= Assembly map =

Concept in geometric topology

In mathematics, assembly maps are an important concept in geometric topology. From the homotopy-theoretical viewpoint, an assembly map is a universal approximation of a homotopy invariant functor by a homology theory from the left. From the geometric viewpoint, assembly maps correspond to 'assemble' local data over a parameter space together to get global data.

Assembly maps for algebraic K-theory and L-theory play a central role in the topology of high-dimensional manifolds, since their homotopy fibers have a direct geometric interpretation.

==Homotopy-theoretical viewpoint==
It is a classical result that for any generalized homology theory $h_*$ on the category of topological spaces (assumed to be homotopy equivalent to CW-complexes), there is a spectrum $E$ such that
$h_*(X)\cong \pi_*(X_+\wedge E),$
where $X_+:=X\sqcup \{*\}$.

The functor $X\mapsto X_+ \wedge E$ from spaces to spectra has the following properties:
- It is homotopy-invariant (preserves homotopy equivalences). This reflects the fact that $h_*$ is homotopy-invariant.
- It preserves homotopy co-cartesian squares. This reflects the fact that $h_*$ has Mayer-Vietoris sequences, an equivalent characterization of excision.
- It preserves arbitrary coproducts. This reflects the disjoint-union axiom of $h_*$.
A functor from spaces to spectra fulfilling these properties is called excisive.

Now suppose that $F$ is a homotopy-invariant, not necessarily excisive functor. An assembly map is a natural transformation $\alpha\colon F^\%\to F$ from some excisive functor $F^\%$ to $F$ such that $F^\%(*)\to F(*)$ is a homotopy equivalence.

If we denote by $h_*:=\pi_*\circ F^\%$ the associated homology theory, it follows that the induced natural transformation of graded abelian groups $h_*\to \pi_*\circ F$ is the universal transformation from a homology theory to $\pi_*\circ F$, i.e. any other transformation $k_*\to\pi_*\circ F$ from some homology theory $k_*$ factors uniquely through a transformation of homology theories $k_*\to h_*$.

Assembly maps exist for any homotopy invariant functor, by a simple homotopy-theoretical construction.

==Geometric viewpoint==
As a consequence of the Mayer-Vietoris sequence, the value of an excisive functor on a space $X$ only depends on its value on 'small' subspaces of $X$, together with the knowledge how these small subspaces intersect. In a cycle representation of the associated homology theory, this means that all cycles must be representable by small cycles. For instance, for singular homology, the excision property is proved by subdivision of simplices, obtaining sums of small simplices representing arbitrary homology classes.

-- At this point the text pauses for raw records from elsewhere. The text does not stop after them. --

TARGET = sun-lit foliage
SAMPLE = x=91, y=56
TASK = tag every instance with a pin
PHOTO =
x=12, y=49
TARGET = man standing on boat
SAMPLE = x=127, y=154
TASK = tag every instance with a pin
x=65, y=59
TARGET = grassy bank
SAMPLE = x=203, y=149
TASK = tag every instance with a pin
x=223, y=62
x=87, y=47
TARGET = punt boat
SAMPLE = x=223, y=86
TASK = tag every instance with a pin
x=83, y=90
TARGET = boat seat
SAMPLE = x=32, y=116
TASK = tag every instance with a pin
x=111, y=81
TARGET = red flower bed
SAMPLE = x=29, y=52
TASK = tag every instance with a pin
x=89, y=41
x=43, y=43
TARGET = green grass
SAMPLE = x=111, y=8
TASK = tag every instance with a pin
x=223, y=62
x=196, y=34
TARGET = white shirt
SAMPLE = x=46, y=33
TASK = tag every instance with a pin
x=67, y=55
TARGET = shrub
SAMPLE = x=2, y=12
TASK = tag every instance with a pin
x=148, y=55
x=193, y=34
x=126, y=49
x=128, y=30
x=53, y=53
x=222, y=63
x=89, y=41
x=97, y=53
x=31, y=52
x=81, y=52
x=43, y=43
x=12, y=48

In this spirit, for certain homotopy-invariant functors which are not excisive, the corresponding excisive theory may be constructed by imposing 'control conditions', leading to the field of controlled topology. In this picture, assembly maps are 'forget-control' maps, i.e. they are induced by forgetting the control conditions.

==Importance in geometric topology==
Assembly maps are studied in geometric topology mainly for the two functors $L(X)$, algebraic L-theory of $X$, and $A(X)$, algebraic K-theory of spaces of $X$. In fact, the homotopy fibers of both assembly maps have a direct geometric interpretation when $X$ is a compact topological manifold. Therefore, knowledge about the geometry of compact topological manifolds may be obtained by studying $K$- and $L$-theory and their respective assembly maps.

In the case of $L$-theory, the homotopy fiber $L_\%(M)$ of the corresponding assembly map $L^\%(M)\to L(M)$, evaluated at a compact topological manifold $M$, is homotopy equivalent to the space of block structures of $M$. Moreover, the fibration sequence
$L_\%(M)\to L^\%(M)\to L(M)$
induces a long exact sequence of homotopy groups which may be identified with the surgery exact sequence of $M$. This may be called the fundamental theorem of surgery theory and was developed subsequently by William Browder, Sergei Novikov, Dennis Sullivan, C. T. C. Wall, Frank Quinn, and Andrew Ranicki.

For $A$-theory, the homotopy fiber $A_\%(M)$ of the corresponding assembly map is homotopy equivalent to the space of stable h-cobordisms on $M$. This fact is called the stable parametrized h-cobordism theorem, proven by Waldhausen-Jahren-Rognes. It may be viewed as a parametrized version of the classical theorem which states that equivalence classes of h-cobordisms on $M$ are in 1-to-1 correspondence with elements in the Whitehead group of $\pi_1(M)$.